The report lays out the options for optimising the use of current infrastructure by:
Focusing new generation projects in areas with existing transmission grid capacity
Maximising the amount of generation capacity connected at any specific location
Upgrading infrastructure with additional transformers
This could unlock up to 17GW of grid capacity; connecting renewables at decommissioning coal sites and increasing rooftop solar generation potentially adding up to 18GW of additional capacity.
“Prof Bernard Bekker, Associate Director of the Centre for Renewable and Sustainable Energy Studies at SU, said: “Current grid constraints can to some extent be alleviated through actions like co-locating solar and wind generation, oversizing renewable capacity and deploying batteries. This in essence allows more energy to be fed into the grid using the same grid connection, and also reduces the variability in power generation driven by weather conditions. Quantifying the financial value of such actions at existing connection points will be a logical next step towards deployment.”
Simultaneously, the build rate of new transmission infrastructure must increase by 8 times the current rate to connect the full 53 GW generation capacity required for energy security until the early 2030s.To ensure sufficient transmission capacity, the grid build rate needs to increase from 300 to 2,300 km per year. Even more is needed for new generation from 2030-50 to meet power demand.

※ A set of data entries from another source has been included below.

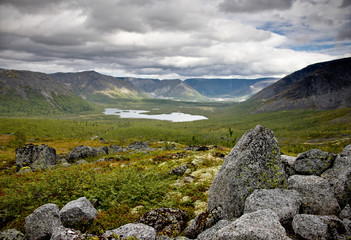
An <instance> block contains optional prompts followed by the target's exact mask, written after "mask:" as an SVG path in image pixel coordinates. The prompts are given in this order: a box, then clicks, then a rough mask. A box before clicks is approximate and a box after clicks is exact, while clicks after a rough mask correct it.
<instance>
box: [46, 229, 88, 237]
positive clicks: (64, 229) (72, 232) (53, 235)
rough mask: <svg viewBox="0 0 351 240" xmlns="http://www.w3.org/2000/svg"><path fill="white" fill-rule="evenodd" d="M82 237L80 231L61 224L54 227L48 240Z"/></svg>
mask: <svg viewBox="0 0 351 240" xmlns="http://www.w3.org/2000/svg"><path fill="white" fill-rule="evenodd" d="M80 239H84V238H83V236H82V233H81V232H80V231H77V230H73V229H69V228H65V227H63V226H61V227H57V228H55V229H54V231H53V233H52V236H51V238H50V240H80Z"/></svg>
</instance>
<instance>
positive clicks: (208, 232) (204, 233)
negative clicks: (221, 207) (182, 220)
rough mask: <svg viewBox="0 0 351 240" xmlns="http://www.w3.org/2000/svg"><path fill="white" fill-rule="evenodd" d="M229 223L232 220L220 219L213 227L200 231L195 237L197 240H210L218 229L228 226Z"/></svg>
mask: <svg viewBox="0 0 351 240" xmlns="http://www.w3.org/2000/svg"><path fill="white" fill-rule="evenodd" d="M231 223H232V222H231V221H228V220H220V221H218V222H217V223H216V224H215V225H214V226H213V227H211V228H209V229H207V230H205V231H203V232H202V233H200V234H199V235H198V236H197V238H196V239H197V240H211V239H212V238H213V237H214V236H215V235H216V234H217V232H218V231H219V230H220V229H222V228H224V227H226V226H228V225H229V224H231Z"/></svg>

A national strategic program of investment, that builds on South Africa’s global and domestic leadership to finance the just energy transition, can help overcome existing barriers to achieving the required transmission infrastructure build rate.
ALTERNATIVE FINANCING MODELS NEEDED
One of the key barriers is access to the 235-372 bn ZAR (USD 14-22 billion) of capital required to finance new transmission infrastructure in the coming 10-12 years. Alternative models for financing the transmission infrastructure off Eskom’s balance sheet can help increase access to the necessary capital.
Independent Transmission Projects (ITPs) are likely the most successful model to achieve off-balance sheet financing needs for new transmission infrastructure. ITPs are a proven model in several emerging markets including Brazil, India, Peru and Kenya. They can be conducted for selected projects, allow for flexibility and require relatively limited regulatory changes.
Catalytic allocation of public capital can play a crucial role in financing and de-risking new transmission infrastructure and enabling a pathway to a more secure and equitable power system. Through project finance structures such as ITPs, capital can be unlocked for building, maintaining and/or operating transmission assets. To reduce the cost of capital for such projects, some risks need to be addressed, especially on long-term revenue stability. Concessional loans or development guarantees to ITPs would help mitigate certain timing and investment risks to lower the cost of capital. International climate finance like the $8.5 billion pledged by rich countries for the Just Energy transition under the “JETP” country financing platform could be one source of this catalytic funding, deployed through development banks like the DBSA and the AfDB.